Brightline’s fares are high; several times those on Tri-Rail, which is a conventional regional rail service (see map below). The base fare on Tri-Rail between Miami and West Palm Beach is $8.75, with a 12-trip fare for $90.00, monthly commuting for $120.00, and a $4.25 fare for seniors and persons with disabilities. Tri-Rail offers service from the same Miami Central station that Brightline built and uses, although they use separate platforms with separate entrances from the street. The West Palm Beach stations for the two railroads are located within walking distance of each other, but the lines diverge between the two endpoints. The services are different, too. While both run hourly with a few extra trains to make a “commuting peak” service, Brightline offers a level of luxury (including on-board food and drink, as well as a “Premium” class) that Tri-Rail does not. It also operates on a significantly faster schedule (71 or 76 minutes between Miami Central and West Palm Beach, as opposed to two hours flat with a transfer at the Metrorail Transfer station on Tri-Rail, with one faster train). Fares have changed twice on Brightline’s South Florida segment lately, and the question is whether Brightline can attract an optimal number of riders to maximize the revenue it needs to pay its bills and satisfy its investors.

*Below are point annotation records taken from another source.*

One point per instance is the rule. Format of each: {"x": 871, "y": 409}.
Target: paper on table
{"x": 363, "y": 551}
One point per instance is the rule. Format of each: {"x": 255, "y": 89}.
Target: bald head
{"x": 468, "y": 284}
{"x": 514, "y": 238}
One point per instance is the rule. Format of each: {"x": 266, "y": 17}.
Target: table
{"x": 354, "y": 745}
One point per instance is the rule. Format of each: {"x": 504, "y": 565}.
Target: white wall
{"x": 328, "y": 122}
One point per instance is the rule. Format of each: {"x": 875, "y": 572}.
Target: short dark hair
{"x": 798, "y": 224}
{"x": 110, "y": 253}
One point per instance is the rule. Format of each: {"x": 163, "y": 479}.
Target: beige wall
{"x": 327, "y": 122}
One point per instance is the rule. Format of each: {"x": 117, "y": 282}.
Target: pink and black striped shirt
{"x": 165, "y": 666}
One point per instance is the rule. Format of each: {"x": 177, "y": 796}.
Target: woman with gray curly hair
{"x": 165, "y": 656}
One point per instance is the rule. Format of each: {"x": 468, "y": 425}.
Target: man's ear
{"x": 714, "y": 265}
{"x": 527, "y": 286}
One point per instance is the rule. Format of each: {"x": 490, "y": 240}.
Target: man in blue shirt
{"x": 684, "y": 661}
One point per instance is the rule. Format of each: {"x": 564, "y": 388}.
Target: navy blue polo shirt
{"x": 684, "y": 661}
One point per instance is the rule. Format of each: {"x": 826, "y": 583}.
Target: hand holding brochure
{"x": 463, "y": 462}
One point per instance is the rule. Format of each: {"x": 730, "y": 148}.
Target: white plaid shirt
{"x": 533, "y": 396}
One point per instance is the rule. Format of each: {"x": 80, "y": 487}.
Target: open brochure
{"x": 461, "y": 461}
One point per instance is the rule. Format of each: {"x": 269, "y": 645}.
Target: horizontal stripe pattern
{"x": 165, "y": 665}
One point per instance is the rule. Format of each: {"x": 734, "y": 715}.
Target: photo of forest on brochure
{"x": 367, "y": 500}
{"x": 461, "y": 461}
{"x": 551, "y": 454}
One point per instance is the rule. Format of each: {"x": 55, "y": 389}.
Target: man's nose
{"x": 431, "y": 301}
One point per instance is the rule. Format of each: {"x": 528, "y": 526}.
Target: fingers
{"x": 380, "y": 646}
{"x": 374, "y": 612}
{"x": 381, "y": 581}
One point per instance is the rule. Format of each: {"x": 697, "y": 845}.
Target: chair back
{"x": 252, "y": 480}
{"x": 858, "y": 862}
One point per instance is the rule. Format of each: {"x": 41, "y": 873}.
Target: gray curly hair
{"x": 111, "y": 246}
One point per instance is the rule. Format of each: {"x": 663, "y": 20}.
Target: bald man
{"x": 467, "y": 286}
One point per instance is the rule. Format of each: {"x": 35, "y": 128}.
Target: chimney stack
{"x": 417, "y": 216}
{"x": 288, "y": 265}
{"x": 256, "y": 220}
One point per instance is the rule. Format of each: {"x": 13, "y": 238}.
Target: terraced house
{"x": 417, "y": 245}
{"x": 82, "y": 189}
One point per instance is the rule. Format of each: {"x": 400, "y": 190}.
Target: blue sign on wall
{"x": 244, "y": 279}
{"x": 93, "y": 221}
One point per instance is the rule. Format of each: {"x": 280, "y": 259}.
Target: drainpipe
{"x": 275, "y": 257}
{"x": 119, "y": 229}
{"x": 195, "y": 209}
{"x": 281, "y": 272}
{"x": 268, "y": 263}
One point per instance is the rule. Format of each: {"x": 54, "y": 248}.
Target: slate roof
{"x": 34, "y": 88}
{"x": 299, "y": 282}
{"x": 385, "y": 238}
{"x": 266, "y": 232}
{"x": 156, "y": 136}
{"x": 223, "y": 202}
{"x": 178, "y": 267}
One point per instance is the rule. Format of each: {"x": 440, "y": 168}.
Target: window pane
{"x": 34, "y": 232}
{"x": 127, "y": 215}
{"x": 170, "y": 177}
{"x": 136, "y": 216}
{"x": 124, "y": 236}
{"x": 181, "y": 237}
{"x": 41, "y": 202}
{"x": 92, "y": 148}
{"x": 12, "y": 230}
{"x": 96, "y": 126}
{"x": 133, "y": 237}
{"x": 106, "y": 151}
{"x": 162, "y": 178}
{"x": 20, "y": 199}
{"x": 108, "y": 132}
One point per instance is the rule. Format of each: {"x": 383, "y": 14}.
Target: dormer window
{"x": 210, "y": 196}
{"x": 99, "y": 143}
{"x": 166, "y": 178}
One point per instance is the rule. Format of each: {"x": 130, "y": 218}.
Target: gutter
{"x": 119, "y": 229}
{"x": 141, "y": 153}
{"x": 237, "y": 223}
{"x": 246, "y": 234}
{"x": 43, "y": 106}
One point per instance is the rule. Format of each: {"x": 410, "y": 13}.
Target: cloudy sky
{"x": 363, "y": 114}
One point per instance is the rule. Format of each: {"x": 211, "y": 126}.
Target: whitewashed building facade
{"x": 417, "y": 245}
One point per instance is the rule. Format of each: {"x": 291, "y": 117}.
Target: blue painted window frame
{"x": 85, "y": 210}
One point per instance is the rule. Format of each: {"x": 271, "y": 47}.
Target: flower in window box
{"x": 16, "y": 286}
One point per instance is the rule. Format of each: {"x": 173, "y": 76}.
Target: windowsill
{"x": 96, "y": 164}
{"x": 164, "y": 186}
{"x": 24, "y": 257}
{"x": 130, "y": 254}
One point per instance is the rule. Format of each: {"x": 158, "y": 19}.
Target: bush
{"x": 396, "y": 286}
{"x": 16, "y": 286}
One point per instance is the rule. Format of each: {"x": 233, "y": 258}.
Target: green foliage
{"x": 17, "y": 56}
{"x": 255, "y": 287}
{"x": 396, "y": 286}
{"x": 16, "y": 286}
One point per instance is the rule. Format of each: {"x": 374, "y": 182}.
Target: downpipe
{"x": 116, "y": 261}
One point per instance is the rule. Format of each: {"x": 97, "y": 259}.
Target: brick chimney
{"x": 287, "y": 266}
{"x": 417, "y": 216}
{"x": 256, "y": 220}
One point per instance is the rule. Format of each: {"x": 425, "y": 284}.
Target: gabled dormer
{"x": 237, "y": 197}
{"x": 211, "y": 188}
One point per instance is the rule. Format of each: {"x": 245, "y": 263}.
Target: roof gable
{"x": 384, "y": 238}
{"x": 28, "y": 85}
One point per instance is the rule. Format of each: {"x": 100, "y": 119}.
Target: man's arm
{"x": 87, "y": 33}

That would require making a profit, which is necessary for private-sector organizations.

(Courtesy of Tri-Rail)

One of the uses for Brightline’s money is paying for the new cars that are now being delivered and that will allow the railroad to run longer consists. However, longer trains have room for more riders, so Brightline can’t depend on jacking up the fares and depending on potential riders’ demand for seats to be sufficiently price-inelastic to make running trains with shorter consists a strategically useful policy. Amtrak is engaging in that practice on its long-distance trains today, with its shortage of equipment for those trains. We won’t know how well that policy performed for Amtrak (even though we can be sure that prospective passengers who are turned away because the train they wanted to ride is sold out will not like it) until new equipment is delivered and placed into service years from now, if it ever is. That is an experiment that Brightline can’t replicate, and its new equipment order that is now being delivered provides strong evidence that Brightline wants to run longer trains, rather than shorter ones.

Still, are there enough riders who are willing to pay several times the fares that Tri-Rail (which is having its own financial problems) charges, to enjoy the more-luxurious and faster ride that Brightline offers? Brightline offers one feature that Tri-Rail can’t duplicate: convenience to downtown areas. Brightline runs on the FEC, which was the first railroad in South Florida. Tri-Rail runs on the old Seaboard line, which is several miles inland from the town centers. Brightline is an experiment in railroading today: a private-sector passenger railroad. Will its innovations pull it out of its financial hole and bring it to profitability? It seems that everybody is rooting for Brightline, but time will tell.

We reached out to Brightline for comments concerning this story but, at this writing, we have not heard from Brightline. If we do, we will update this story to report what Brightline had to say.